Thursday, September 22, 2016 • • General
If only they'd waited just one more day...

For a righteous man falls seven times, and rises again, but the wicked stumble in time of calamity-Proverbs 24:16

     If they'd just waited one more day.

     William Dunn, Capt. O.G. Howland and his brother Seneca, were fed up.  For ninety days they fought the Colorado River with the John Wesley Powell expedition, exploring and charting the river that forged the heart of the Grand Canyon.  At first the excitement of the journey was enough to motivate the trio to stick out the trials, but day by day their enthusiasm waned. 

     They were tired of the unexpected rapids, those boulder-strewn spots in the river where their tranquil float became a life-threatening dash; where the only thing they could do was hold on.  Steering was useless; the river had its own course charted, and boats in that spot would go where it wanted, regardless of how the riders felt.  They were also fed up with the frequent portages, places where they couldn't float but instead had to carry the boats and supplies overland themselves.

     On August 28, the expedition faced what looked to be the toughest rapids yet.  By now the canyon walls were so steep even portage wasn't an option.  They would have to shoot those rapids or abandon the trek. 

     Enough was enough, the elder Howland decided, and on August 28 he took his younger brother and William Dunn and hiked out of the canyon.  One version of the story suggests the younger Howland pleaded to stay, but the elder brother would have none of it. 

     So, Powell and the rest of the expedition climbed back into the boats, and in mere minutes were through the rapids to safety.  Less than a day later, they emerged from the Grand Canyon triumphant.

     Shortly after leaving the Canyon, the Howlands and Dunn were killed, some say by religious zealots in Mormon country, others say by natives to the area who mistook them for another trio of criminals.  The place where the Howlands left the Powell party is now called Separation Canyon, a haunting name for something so close to a happy ending

     History records with sad perspective this tragic turn of events, always with the same wistful words.If only the three had waited through one more trial. 

     Surely there are days when our work lives feel like that first expedition up the canyon.  The thrill of the tasks at hand yield to the hard work those tasks demand.  Difficult people make the trek less pleasant than it could be, and competition often makes it less fruitful, too.   The portages are too frequent, those seasons in our lives where unemployment or failure make us pack our stuff and hike through deserts to the next available place to lay in our boats.  We're so busy doing the urgent that the really important slips on downstream ahead of us.  We wonder how our work could matter to God when we feel like it doesn't matter to us.

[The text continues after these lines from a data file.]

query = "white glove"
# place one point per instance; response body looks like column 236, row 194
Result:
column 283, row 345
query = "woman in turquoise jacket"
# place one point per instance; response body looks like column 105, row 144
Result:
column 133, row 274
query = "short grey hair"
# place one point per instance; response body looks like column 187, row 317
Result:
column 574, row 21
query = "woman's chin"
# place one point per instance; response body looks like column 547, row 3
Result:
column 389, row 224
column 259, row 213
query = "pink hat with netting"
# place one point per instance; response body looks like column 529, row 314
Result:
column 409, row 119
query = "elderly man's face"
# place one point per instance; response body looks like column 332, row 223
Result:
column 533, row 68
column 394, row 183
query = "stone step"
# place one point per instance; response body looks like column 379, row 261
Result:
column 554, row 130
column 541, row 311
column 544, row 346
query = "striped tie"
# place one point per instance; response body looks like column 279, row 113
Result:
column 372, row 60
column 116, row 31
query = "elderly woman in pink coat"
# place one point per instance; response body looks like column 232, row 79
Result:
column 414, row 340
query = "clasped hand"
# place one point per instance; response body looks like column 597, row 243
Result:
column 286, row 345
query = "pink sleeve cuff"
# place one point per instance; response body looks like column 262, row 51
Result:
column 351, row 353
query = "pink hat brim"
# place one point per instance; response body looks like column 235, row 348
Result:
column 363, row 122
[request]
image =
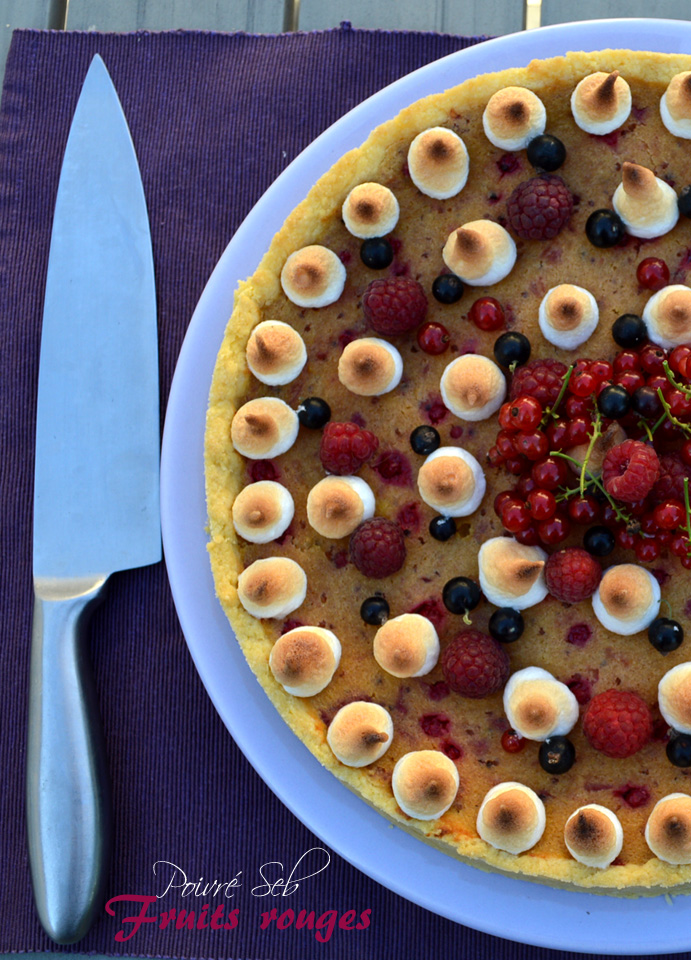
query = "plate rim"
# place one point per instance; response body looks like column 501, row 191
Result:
column 515, row 912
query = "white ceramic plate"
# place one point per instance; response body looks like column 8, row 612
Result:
column 506, row 907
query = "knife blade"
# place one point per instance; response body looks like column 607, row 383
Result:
column 96, row 508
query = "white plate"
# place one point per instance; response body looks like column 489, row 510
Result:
column 506, row 907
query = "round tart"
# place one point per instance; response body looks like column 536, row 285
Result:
column 564, row 452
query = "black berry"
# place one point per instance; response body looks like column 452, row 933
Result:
column 614, row 402
column 679, row 750
column 376, row 253
column 442, row 528
column 375, row 611
column 447, row 288
column 557, row 754
column 629, row 331
column 546, row 152
column 684, row 202
column 461, row 595
column 314, row 413
column 604, row 228
column 599, row 541
column 506, row 624
column 665, row 635
column 425, row 439
column 511, row 348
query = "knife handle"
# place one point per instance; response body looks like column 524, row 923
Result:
column 68, row 791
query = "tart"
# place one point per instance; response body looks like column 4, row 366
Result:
column 443, row 516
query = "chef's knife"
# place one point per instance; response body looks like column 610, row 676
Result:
column 96, row 505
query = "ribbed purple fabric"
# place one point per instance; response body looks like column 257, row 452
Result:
column 215, row 118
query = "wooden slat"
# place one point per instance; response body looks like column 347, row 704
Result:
column 254, row 16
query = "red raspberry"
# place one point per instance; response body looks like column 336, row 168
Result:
column 617, row 723
column 377, row 548
column 541, row 379
column 539, row 208
column 474, row 664
column 670, row 484
column 394, row 305
column 572, row 574
column 345, row 447
column 629, row 471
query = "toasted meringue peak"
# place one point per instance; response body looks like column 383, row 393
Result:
column 264, row 428
column 305, row 659
column 668, row 830
column 407, row 646
column 613, row 435
column 276, row 353
column 473, row 387
column 370, row 210
column 511, row 817
column 512, row 574
column 647, row 205
column 313, row 277
column 452, row 481
column 674, row 697
column 438, row 163
column 627, row 599
column 601, row 102
column 593, row 835
column 370, row 367
column 480, row 253
column 337, row 505
column 425, row 784
column 539, row 706
column 667, row 316
column 272, row 587
column 360, row 733
column 675, row 106
column 568, row 315
column 512, row 117
column 262, row 511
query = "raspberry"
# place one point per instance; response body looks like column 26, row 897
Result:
column 475, row 665
column 629, row 471
column 395, row 305
column 377, row 548
column 541, row 379
column 345, row 447
column 617, row 723
column 670, row 483
column 539, row 208
column 572, row 574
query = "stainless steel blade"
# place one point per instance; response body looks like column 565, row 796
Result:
column 95, row 494
column 97, row 433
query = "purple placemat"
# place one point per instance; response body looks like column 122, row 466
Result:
column 215, row 118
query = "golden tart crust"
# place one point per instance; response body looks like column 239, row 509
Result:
column 470, row 728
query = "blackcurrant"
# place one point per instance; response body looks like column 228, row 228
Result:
column 557, row 754
column 679, row 749
column 376, row 253
column 447, row 288
column 425, row 439
column 614, row 402
column 604, row 228
column 375, row 611
column 442, row 528
column 314, row 413
column 665, row 635
column 684, row 202
column 506, row 624
column 629, row 331
column 511, row 348
column 546, row 152
column 599, row 541
column 461, row 594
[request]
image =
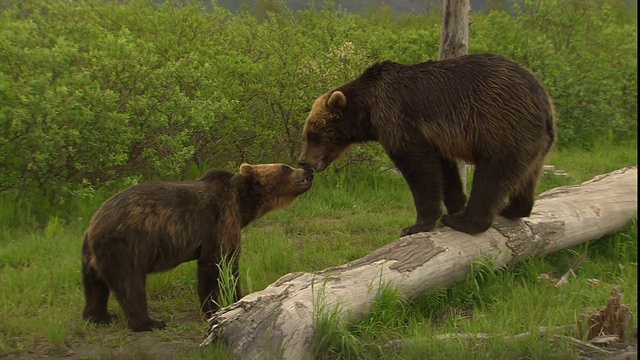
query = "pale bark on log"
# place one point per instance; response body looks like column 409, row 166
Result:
column 279, row 320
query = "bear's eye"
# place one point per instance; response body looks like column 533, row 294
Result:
column 286, row 169
column 313, row 138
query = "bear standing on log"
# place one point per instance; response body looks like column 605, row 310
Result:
column 156, row 226
column 481, row 108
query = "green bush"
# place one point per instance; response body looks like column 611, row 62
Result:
column 93, row 92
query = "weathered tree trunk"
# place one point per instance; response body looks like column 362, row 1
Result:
column 454, row 41
column 280, row 318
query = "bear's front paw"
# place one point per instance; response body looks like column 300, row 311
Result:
column 466, row 224
column 416, row 229
column 149, row 326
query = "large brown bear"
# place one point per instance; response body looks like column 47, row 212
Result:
column 154, row 227
column 480, row 108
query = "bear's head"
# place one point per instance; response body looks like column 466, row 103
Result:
column 323, row 136
column 279, row 184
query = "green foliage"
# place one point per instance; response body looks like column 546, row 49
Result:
column 94, row 92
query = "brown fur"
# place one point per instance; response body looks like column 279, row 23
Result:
column 155, row 227
column 481, row 108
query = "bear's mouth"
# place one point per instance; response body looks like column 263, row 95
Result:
column 307, row 179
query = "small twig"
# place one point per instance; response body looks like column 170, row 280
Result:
column 583, row 347
column 565, row 278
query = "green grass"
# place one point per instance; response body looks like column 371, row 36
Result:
column 344, row 217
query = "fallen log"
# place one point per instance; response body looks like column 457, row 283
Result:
column 279, row 320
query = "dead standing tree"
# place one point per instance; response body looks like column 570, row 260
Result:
column 454, row 42
column 280, row 320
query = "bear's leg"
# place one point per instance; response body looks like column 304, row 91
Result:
column 454, row 197
column 423, row 173
column 208, row 286
column 131, row 292
column 492, row 183
column 96, row 293
column 521, row 201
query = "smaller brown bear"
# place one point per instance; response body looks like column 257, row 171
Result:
column 156, row 226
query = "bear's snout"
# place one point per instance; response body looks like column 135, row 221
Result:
column 307, row 179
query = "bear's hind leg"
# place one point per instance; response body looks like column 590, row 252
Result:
column 96, row 293
column 521, row 201
column 492, row 183
column 454, row 197
column 130, row 290
column 423, row 173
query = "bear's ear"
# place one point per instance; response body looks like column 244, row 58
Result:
column 246, row 169
column 337, row 100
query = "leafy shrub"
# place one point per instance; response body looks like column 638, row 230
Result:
column 96, row 91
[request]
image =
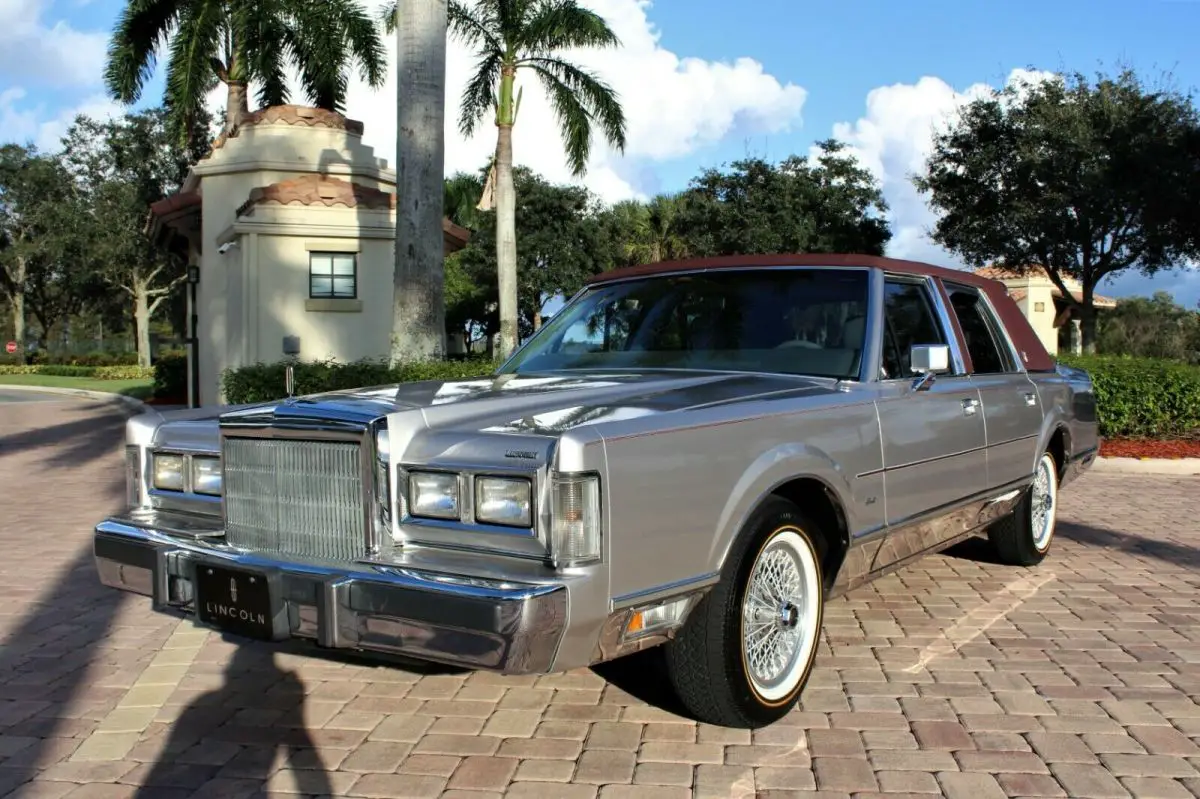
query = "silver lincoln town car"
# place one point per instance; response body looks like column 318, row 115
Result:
column 695, row 455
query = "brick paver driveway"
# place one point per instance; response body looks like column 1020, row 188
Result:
column 955, row 676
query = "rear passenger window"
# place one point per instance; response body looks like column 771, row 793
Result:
column 909, row 320
column 981, row 330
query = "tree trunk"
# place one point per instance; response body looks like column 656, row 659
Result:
column 237, row 106
column 142, row 323
column 419, row 330
column 1087, row 322
column 507, row 216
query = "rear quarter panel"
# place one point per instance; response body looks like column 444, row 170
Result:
column 678, row 496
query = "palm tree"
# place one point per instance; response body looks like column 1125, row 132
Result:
column 514, row 35
column 238, row 41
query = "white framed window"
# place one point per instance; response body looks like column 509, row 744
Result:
column 333, row 275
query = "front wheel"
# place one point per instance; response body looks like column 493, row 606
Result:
column 1023, row 538
column 745, row 652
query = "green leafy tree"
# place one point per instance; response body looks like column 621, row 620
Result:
column 36, row 236
column 240, row 41
column 531, row 35
column 1155, row 326
column 798, row 205
column 1074, row 178
column 121, row 167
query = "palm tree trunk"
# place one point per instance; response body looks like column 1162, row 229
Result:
column 419, row 301
column 237, row 106
column 18, row 322
column 507, row 217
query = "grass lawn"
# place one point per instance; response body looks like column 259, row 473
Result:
column 137, row 389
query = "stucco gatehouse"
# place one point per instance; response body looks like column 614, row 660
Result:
column 289, row 229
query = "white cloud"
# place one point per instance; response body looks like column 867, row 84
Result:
column 673, row 106
column 22, row 124
column 51, row 54
column 894, row 139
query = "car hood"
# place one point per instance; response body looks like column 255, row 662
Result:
column 539, row 404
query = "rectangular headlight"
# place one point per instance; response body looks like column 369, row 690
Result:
column 207, row 475
column 433, row 494
column 504, row 500
column 168, row 472
column 575, row 520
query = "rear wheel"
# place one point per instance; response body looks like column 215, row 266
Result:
column 1024, row 538
column 745, row 652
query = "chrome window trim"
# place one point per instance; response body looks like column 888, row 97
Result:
column 940, row 318
column 1005, row 344
column 868, row 335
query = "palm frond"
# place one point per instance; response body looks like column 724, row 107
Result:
column 390, row 16
column 263, row 30
column 142, row 26
column 579, row 97
column 190, row 74
column 564, row 24
column 479, row 95
column 478, row 26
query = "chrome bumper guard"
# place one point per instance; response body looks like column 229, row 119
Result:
column 447, row 618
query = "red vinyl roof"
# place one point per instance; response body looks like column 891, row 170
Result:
column 1026, row 341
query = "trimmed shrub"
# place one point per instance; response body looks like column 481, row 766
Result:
column 94, row 372
column 268, row 382
column 171, row 376
column 1144, row 397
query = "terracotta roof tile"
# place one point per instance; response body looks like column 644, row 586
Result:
column 297, row 115
column 331, row 192
column 319, row 190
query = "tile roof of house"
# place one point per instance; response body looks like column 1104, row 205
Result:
column 297, row 115
column 1001, row 274
column 331, row 192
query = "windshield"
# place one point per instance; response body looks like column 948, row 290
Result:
column 781, row 320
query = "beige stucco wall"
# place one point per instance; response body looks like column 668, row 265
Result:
column 257, row 292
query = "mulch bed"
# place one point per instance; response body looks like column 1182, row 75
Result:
column 1132, row 448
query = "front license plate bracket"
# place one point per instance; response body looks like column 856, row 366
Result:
column 243, row 601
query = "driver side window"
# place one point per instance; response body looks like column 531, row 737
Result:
column 907, row 320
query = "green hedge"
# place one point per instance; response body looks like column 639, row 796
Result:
column 267, row 382
column 42, row 358
column 171, row 376
column 1143, row 397
column 94, row 372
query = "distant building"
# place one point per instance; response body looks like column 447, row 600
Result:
column 1055, row 320
column 289, row 228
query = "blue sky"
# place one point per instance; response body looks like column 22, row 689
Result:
column 708, row 82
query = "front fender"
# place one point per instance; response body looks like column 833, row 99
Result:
column 768, row 472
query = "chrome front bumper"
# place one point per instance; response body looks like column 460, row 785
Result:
column 508, row 626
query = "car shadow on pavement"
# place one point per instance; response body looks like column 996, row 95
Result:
column 643, row 676
column 49, row 662
column 274, row 728
column 73, row 443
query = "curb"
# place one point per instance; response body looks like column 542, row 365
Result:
column 1176, row 467
column 132, row 403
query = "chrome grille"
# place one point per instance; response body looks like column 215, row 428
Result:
column 294, row 497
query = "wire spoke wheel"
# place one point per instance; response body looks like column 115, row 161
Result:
column 779, row 616
column 1043, row 503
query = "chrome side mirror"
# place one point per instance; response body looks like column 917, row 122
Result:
column 927, row 361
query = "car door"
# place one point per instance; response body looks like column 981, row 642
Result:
column 934, row 438
column 1011, row 404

     It's the moments when the workplace journey isn't fun that separate the faithful from the flighty.  God doesn't want us hiking out of the canyons to find some softer place to serve Him.  He wants us to serve right where we are, right now.  Accountants and laborers, tax collectors and customer service reps.  Even programmers-turned-pizza-delivery-guys-just-to-pay-the-bills.  God expects us to trust Him in the hard days like we praise Him in the fun ones.  Not just because it's good for us, but because it's good for those around us, watching to see if our faith really means something at crunch time. 

     We have an advantage the trio with Powell didn't.  We know how the story ends.  Even if this life is eighty years of misery, the next eighty billion years are marked by unmarred, tranquil, joyful moments with God.  Fixing our eyes on how the story ends is sometimes the only way to get through the portages and rapids.  It's also sometimes the only way people watching us learn about faith.

    Lord, let the troubles of our journey never cause us to take our eyes off of You; and may the decisions we make and the actions we take in the midst of those troubles help others to see in whom we place our trust. And grant us the ability to see others as You see them, with eyes of compassion and hands outstretched...keeping them close to a place where they too might one day trust in You.